|Posted:2014/06/10 12:37|Category :
オーパス・ファイヴ|

Alex Sipiagin (tp, flh)
Seamus Blake (ts)
David Kikoski (p, fender rhodes)
Boris Kozlov (b)
Donald Edwards (ds)
Recorded: September 4, 2013, at Systems Two Recording Studios, NY
Engineer: Michael Marciano (Criss Cross 1369)
リズムの変化で聴かせるクールな新世代ハードバップ ハードバップを今風に料理したファースト盤、変拍子を多用したセカンド盤と1作ごとに作風を微妙に変えてきている5人組ユニット、「OPUS 5」のサードアルバムがお目見えした。
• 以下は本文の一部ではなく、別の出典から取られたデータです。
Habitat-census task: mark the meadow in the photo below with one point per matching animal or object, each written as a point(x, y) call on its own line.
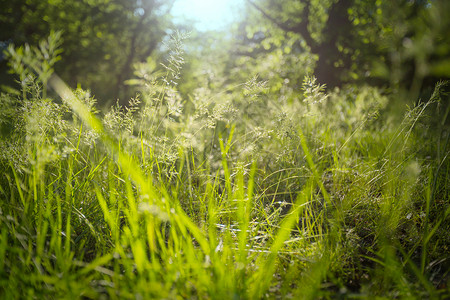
point(236, 194)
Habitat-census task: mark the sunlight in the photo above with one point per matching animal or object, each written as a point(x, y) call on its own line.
point(207, 14)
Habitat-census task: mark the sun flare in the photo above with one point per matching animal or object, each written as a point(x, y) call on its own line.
point(207, 14)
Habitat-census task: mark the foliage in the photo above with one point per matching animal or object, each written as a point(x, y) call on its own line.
point(101, 39)
point(239, 191)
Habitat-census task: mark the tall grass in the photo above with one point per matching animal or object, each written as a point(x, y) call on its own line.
point(230, 195)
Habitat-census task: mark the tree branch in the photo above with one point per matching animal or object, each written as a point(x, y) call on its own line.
point(300, 28)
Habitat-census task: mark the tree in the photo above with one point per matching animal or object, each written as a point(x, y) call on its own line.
point(101, 38)
point(375, 41)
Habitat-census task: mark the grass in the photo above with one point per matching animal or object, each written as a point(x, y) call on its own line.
point(240, 196)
とはいえハードバップをベースにリズムの変化で聴かせる基本路線は変わらない。今回はバップ色の濃い1枚目とアレンジに凝りまくった2枚目の中間くらいのテイストだ。前作ほどメカニカルでなく、往年のジャズが好きな人にも親しめるだろう。
メンバーは不動のスタメンだ。フロントはシェイマス・ブレイク(ts)とアレックス・シピアギン(tp)。リズムセクションはデヴィッド・キコスキ(p)にボリス・コズロフ(b)、ドナルド・エドワーズ(ds)がつとめる。オリジナル全7曲をメンバー全員で持ち寄った。
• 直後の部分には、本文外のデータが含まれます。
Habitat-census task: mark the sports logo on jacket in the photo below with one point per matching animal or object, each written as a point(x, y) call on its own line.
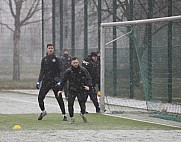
point(54, 60)
point(86, 63)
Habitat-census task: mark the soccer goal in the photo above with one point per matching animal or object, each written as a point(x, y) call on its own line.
point(141, 67)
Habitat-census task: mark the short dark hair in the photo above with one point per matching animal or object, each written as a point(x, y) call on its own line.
point(74, 58)
point(49, 45)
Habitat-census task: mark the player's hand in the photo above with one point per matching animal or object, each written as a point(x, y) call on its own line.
point(99, 93)
point(59, 93)
point(86, 88)
point(58, 84)
point(38, 85)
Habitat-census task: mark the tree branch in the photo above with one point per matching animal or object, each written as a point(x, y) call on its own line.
point(11, 8)
point(6, 26)
point(31, 12)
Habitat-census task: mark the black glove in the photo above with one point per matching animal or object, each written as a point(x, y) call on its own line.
point(38, 85)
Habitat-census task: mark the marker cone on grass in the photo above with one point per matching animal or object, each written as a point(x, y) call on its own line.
point(16, 127)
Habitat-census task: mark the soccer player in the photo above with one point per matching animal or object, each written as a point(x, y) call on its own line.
point(79, 83)
point(90, 64)
point(49, 78)
point(65, 63)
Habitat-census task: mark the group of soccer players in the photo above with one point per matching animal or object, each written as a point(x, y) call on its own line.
point(66, 74)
それにしても今回クリスクロスから同時リリースされた、派手でインパクトが強いジョナサン・ブレイクの「Gone, But Not Forgotten」 (2014年、レヴュー記事は
こちら)とまるで対照的な内容だ。ジョナサン盤が血気にはやるイケイケの若武者だとすれば、こっちは酸いも甘いも噛み分けた大人の渋さが漂う。一見、地味だが、演奏スタイルやリズムのアレンジに現代ジャズの蘊蓄がこれでもかと詰め込まれている。
演奏の温度感でいえば、(M-7を除き) 熱くノリノリになるのを意図的に狙って避けている。全員がクールに「10の力でぶっ叩くところを7で抑える」みたいな感じ。そのためゆったりくつろげる作品に仕上がっている。決して脂っこくならず、さっぱりサラダ味なところがNYコンテンポラリー的だ。
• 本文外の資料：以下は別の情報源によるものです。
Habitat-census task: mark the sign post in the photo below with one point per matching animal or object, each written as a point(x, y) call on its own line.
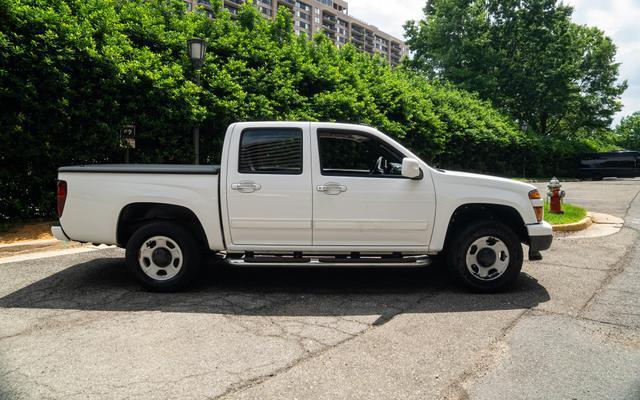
point(128, 139)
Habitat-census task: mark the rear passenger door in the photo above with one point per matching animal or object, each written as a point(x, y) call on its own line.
point(268, 186)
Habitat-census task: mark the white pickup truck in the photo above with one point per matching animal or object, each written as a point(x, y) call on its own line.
point(304, 193)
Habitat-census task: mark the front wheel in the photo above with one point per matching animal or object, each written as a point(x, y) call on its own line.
point(164, 257)
point(486, 256)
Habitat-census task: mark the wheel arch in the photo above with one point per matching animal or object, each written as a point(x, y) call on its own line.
point(474, 212)
point(134, 215)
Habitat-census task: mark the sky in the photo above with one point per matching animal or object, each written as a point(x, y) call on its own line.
point(619, 19)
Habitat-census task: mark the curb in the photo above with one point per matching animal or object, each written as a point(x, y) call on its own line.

またなんとなく聴き流すと見落としてしまうのだが、本作には前作同様あちこちに細かい罠が仕掛けられている。宝探しでもするつもりで分析的に聴いてみると、未来のジャズってこうなのかなと思えてくる。
リズムがめまぐるしく変わった前作ほどトリッキーではないが、よく聴けば今回も迷路のように入り組んでいる。バックビートや7拍子、6拍子など散りばめたリズムのバリエーションや複雑なキメが相変わらず刺激的だ。同じようにハードバピッシュな4ビートをやっても、往年のジャズとはどこかちがう異彩を放っているのもそのあたりが原因だろう。
ただし本盤のよさは難しいことをやりながらこれ見よがしにならず、オブラートにくるんでやさしく見せているところだ。だから何気なく見逃してしまいそうな仕掛けの数々がいつのまにかサブリミナルのように効いてくる。ゆえに聴けば聴くほど旨みが出る。何度聴いても飽きがこない。このへんも、ストレートに力で勝負しているぶんパッと聴いただけで「すごくいい!」と感じさせる(が飽きるのも早い)ジョナサン盤と好対照だ。
50年代のハードバップはそろそろ卒業したい。だけど最近のジャズはとんがりすぎててちょっとなぁ……。そんな人にはちょうどいいあんばいでハマりそう。頭でっかちにならず、ふかふかのソファにどっかとめり込み、のんびりリラックスして楽しみたい。